The Communications Decision Tree

When the principal looks at any communication during a registered offering, the analysis follows the same four-step path:

  1. Is this an offer or a prospectus? If no (e.g., regularly released factual information that does not reference the offering), the framework is not triggered.
  2. What phase is the deal in? Pre-filing, waiting period, or post-effective. The available carve-outs are different in each phase.
  3. Does the communication fit a permitted category? Final prospectus, preliminary prospectus, free-writing prospectus, tombstone advertisement, proposed-offering notice, generic advertising, non-participating-broker research, regularly-released issuer information, etc.
  4. Have the mechanics been satisfied? Filing requirements (FWP filing, prospectus filing on EDGAR), legend requirements, recordkeeping, prior filing of a prelim with pricing for non-WKSI use of a free-writing prospectus.

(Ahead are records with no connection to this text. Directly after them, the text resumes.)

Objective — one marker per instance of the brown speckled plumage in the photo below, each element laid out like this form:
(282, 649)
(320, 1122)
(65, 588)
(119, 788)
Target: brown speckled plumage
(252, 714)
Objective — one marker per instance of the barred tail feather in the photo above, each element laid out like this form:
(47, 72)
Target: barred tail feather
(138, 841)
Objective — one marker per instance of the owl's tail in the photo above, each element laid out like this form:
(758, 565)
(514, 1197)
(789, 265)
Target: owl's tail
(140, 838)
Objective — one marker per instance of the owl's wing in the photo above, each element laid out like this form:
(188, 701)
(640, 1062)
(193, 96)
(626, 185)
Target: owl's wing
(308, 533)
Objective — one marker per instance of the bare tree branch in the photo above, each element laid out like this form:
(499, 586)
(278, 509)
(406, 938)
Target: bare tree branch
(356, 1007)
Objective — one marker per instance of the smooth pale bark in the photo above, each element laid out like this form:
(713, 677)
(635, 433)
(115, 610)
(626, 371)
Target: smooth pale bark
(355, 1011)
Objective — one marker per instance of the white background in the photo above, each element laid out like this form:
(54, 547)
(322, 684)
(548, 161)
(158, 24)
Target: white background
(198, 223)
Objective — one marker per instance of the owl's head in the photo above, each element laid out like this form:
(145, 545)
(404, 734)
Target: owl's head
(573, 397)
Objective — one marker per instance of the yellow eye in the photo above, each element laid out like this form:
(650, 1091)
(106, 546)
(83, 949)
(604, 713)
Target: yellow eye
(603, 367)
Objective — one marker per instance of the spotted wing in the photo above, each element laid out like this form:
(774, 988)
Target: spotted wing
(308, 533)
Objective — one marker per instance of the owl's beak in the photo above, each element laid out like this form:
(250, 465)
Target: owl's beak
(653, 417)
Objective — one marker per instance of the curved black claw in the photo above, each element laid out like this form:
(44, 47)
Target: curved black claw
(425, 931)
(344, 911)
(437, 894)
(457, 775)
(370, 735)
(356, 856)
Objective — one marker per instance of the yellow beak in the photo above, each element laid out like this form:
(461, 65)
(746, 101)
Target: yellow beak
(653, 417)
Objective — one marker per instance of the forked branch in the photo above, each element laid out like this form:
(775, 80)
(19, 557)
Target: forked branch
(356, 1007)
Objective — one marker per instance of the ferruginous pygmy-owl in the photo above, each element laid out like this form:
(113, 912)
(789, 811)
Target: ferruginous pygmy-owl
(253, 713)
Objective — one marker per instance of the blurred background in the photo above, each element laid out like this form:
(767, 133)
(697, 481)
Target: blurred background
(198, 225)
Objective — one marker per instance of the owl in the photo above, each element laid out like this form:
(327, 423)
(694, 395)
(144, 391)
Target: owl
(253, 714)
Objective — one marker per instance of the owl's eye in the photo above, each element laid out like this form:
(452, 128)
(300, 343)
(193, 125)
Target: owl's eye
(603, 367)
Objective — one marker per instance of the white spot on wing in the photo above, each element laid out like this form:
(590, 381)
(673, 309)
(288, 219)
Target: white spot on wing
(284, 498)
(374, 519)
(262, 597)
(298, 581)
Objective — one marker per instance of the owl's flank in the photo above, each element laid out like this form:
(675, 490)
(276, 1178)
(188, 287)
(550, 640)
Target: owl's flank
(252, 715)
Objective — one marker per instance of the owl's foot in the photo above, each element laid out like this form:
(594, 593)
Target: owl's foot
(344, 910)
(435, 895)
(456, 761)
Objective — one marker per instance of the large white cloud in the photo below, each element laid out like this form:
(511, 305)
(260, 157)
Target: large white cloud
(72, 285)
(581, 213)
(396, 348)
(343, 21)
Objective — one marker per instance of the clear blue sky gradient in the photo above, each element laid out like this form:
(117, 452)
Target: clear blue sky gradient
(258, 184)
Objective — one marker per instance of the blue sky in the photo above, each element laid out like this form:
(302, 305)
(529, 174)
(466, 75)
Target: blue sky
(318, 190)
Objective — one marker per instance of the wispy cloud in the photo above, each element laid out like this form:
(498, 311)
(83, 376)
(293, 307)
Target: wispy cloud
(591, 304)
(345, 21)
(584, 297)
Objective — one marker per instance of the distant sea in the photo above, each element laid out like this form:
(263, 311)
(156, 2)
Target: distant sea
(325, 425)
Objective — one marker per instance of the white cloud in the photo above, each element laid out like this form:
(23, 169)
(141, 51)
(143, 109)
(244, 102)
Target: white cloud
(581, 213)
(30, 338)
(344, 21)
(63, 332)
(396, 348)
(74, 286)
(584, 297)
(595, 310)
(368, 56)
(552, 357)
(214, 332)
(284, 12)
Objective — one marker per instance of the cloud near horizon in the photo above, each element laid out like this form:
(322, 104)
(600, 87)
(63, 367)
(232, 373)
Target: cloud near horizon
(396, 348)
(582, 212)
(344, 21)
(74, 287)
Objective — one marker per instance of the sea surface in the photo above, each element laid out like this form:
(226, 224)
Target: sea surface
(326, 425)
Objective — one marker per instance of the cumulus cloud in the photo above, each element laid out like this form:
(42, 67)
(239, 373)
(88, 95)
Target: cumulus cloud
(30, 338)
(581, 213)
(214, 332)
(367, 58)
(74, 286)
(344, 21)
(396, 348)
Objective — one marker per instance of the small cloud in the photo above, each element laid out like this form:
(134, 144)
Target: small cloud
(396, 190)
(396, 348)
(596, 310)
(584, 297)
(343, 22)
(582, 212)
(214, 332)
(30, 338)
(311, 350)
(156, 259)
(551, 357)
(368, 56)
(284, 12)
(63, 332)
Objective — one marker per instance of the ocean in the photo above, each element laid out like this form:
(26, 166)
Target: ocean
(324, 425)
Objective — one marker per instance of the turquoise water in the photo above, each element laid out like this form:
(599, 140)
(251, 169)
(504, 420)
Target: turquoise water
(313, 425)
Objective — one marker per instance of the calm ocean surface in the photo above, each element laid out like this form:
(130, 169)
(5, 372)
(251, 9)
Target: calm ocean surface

Every Series 24 question about communications can be mapped onto this tree. The exam picks a fact pattern and asks which step fails.

Exam Tip: Gotchas

  • The phase determines which carve-outs are available. The WKSI pre-filing-offer safe harbor is pre-filing only; the free-writing prospectus framework is post-filing only; access-equals-delivery is post-effective only. Mismatching the rule to the phase is a common wrong-answer pattern.
  • Mechanical failures (legend missing, filing missed, prelim not yet filed) collapse a permitted communication into an illegal prospectus. Substantive permission is necessary but not sufficient; the mechanics also have to be done.
  • The exam will frame violations as "the firm believed in good faith..." Good faith is not the test. The test is whether the communication fits a permitted category and the mechanics were satisfied.